Numerical Hydrothermal Investigation of Multiphase Flow of Aqueous Alumina Nanofluids in Millichannels

The increasing power density of modern electronics necessitates advanced thermal management solutions beyond the capabilities of conventional cooling methods. While multiphase flow boiling in millichannels is a promising approach, there is a scarcity of data on the performance of nanofluids within this regime, particularly concerning the establishment of stable and hydrodynamically efficient annular flows. This study numerically investigates the heat transfer and hydrodynamic characteristics of multiphase flows of aqueous alumina (Al₂O₃) nanofluids (0.25% and 0.5% volumetric concentrations) within a rectangular millichannel to address this gap. A key contribution of this work is the use of an integrated modeling approach, where a one-dimensional (1D) analytical model is first used to define the boundary conditions required to achieve a stable, thin-film annular flow across the entire channel length.
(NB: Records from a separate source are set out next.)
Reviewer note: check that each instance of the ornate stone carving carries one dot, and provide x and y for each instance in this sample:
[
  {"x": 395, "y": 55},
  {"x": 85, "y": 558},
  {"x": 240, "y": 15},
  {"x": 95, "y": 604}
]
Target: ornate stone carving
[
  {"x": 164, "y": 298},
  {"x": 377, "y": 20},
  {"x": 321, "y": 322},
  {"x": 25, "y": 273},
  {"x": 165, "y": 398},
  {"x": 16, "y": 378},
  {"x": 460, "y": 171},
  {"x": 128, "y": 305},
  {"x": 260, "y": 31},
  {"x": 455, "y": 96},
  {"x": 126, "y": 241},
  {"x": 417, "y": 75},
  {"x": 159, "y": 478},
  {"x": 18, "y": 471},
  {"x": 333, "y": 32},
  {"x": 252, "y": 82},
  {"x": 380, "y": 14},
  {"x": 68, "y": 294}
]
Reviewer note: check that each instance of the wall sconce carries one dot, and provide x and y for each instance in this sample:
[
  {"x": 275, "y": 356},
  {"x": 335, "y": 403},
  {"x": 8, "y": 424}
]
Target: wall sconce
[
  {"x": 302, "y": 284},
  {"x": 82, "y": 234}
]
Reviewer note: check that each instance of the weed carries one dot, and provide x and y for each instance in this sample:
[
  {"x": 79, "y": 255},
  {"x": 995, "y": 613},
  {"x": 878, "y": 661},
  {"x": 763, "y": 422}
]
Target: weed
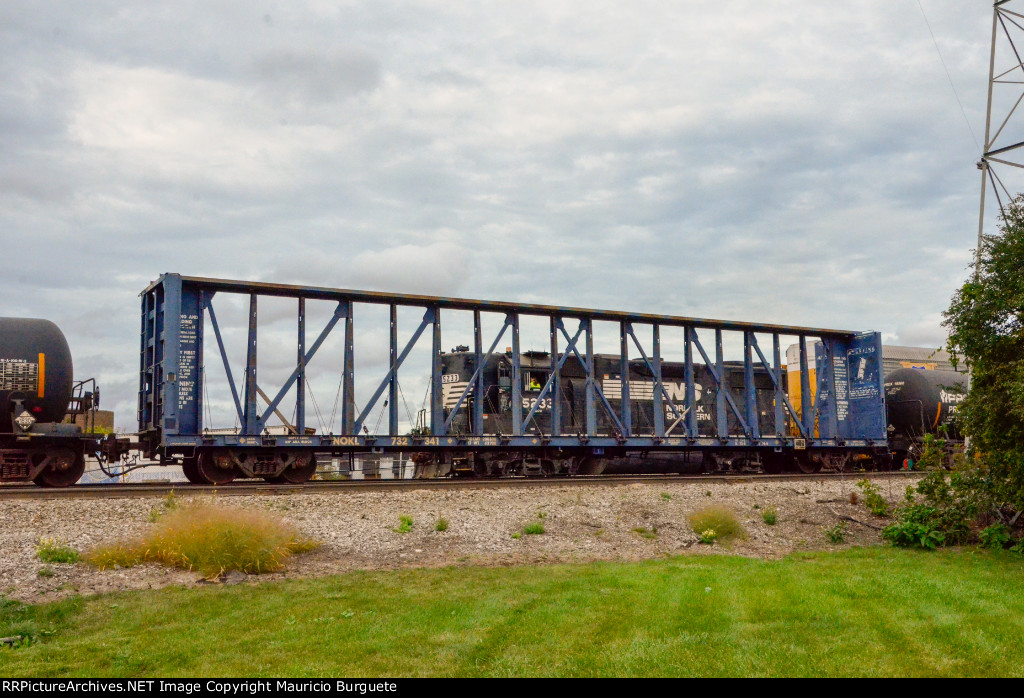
[
  {"x": 837, "y": 532},
  {"x": 718, "y": 519},
  {"x": 211, "y": 540},
  {"x": 168, "y": 504},
  {"x": 996, "y": 535},
  {"x": 50, "y": 550},
  {"x": 536, "y": 528},
  {"x": 876, "y": 504}
]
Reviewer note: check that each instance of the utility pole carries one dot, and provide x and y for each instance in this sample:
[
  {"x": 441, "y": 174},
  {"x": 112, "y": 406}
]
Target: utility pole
[{"x": 1008, "y": 41}]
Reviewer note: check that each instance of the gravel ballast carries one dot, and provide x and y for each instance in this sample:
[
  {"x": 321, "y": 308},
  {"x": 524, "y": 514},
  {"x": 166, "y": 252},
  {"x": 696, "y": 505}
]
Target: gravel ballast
[{"x": 484, "y": 527}]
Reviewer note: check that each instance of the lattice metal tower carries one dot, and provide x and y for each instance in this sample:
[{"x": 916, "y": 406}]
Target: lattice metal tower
[{"x": 1004, "y": 147}]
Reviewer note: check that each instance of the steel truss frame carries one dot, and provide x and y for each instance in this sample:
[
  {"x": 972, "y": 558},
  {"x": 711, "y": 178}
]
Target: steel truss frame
[
  {"x": 1004, "y": 146},
  {"x": 847, "y": 411}
]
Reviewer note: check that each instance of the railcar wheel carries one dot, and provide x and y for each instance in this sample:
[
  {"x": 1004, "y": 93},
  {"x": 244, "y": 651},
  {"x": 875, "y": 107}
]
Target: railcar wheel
[
  {"x": 297, "y": 473},
  {"x": 216, "y": 468},
  {"x": 189, "y": 468},
  {"x": 65, "y": 469}
]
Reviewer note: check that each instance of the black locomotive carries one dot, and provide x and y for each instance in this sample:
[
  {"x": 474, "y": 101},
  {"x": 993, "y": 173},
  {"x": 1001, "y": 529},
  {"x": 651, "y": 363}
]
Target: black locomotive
[{"x": 459, "y": 366}]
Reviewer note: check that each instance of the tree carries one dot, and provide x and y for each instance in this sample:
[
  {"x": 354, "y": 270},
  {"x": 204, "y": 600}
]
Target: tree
[{"x": 986, "y": 333}]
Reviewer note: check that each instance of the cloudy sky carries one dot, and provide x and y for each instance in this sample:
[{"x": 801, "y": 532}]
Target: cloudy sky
[{"x": 788, "y": 162}]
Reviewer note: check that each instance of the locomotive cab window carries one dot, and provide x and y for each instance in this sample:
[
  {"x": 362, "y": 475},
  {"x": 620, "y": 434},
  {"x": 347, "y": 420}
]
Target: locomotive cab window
[{"x": 534, "y": 380}]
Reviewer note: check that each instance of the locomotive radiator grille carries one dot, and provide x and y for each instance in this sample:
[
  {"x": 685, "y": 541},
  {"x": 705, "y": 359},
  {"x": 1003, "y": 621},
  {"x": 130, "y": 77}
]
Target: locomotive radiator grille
[{"x": 13, "y": 465}]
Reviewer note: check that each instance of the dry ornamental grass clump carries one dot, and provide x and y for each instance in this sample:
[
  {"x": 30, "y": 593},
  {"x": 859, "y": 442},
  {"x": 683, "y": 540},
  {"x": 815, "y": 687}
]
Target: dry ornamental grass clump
[
  {"x": 720, "y": 520},
  {"x": 211, "y": 540}
]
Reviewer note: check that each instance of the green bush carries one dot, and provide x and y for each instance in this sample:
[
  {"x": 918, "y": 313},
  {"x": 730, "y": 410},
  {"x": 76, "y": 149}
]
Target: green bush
[
  {"x": 836, "y": 533},
  {"x": 997, "y": 535},
  {"x": 876, "y": 504},
  {"x": 719, "y": 519},
  {"x": 943, "y": 510}
]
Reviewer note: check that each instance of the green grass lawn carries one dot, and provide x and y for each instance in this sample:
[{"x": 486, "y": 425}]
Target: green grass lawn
[{"x": 860, "y": 612}]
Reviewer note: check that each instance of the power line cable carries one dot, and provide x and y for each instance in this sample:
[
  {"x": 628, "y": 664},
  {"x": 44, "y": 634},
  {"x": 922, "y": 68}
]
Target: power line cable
[{"x": 948, "y": 76}]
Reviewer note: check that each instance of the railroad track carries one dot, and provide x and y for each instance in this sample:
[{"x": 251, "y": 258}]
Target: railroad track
[{"x": 123, "y": 490}]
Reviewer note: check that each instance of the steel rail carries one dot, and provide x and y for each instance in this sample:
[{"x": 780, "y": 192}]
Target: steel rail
[{"x": 123, "y": 490}]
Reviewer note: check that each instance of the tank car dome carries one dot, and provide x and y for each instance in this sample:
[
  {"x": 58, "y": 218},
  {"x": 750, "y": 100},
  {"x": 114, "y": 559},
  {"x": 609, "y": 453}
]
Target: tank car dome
[{"x": 35, "y": 368}]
These conditions are then implemented in a comprehensive three-dimensional (3D) multiphase computational fluid dynamics (CFD) model. Results demonstrate that increasing nanoparticle concentration enhances heat transfer, with the nanofluids providing an improvement in heat transfer up to 35.6% compared to pure water. This improvement, however, is accompanied by an increase in pressure drop of 10.9% and 18.2% for the 0.25% and 0.5% concentrations, respectively. By providing detailed performance data for nanofluids in a controlled annular flow regime, this study contributes to the design and optimization of next-generation, high-heat-flux cooling systems and directly contributes to the underexplored area of multiphase nanofluid dynamics in millichannels.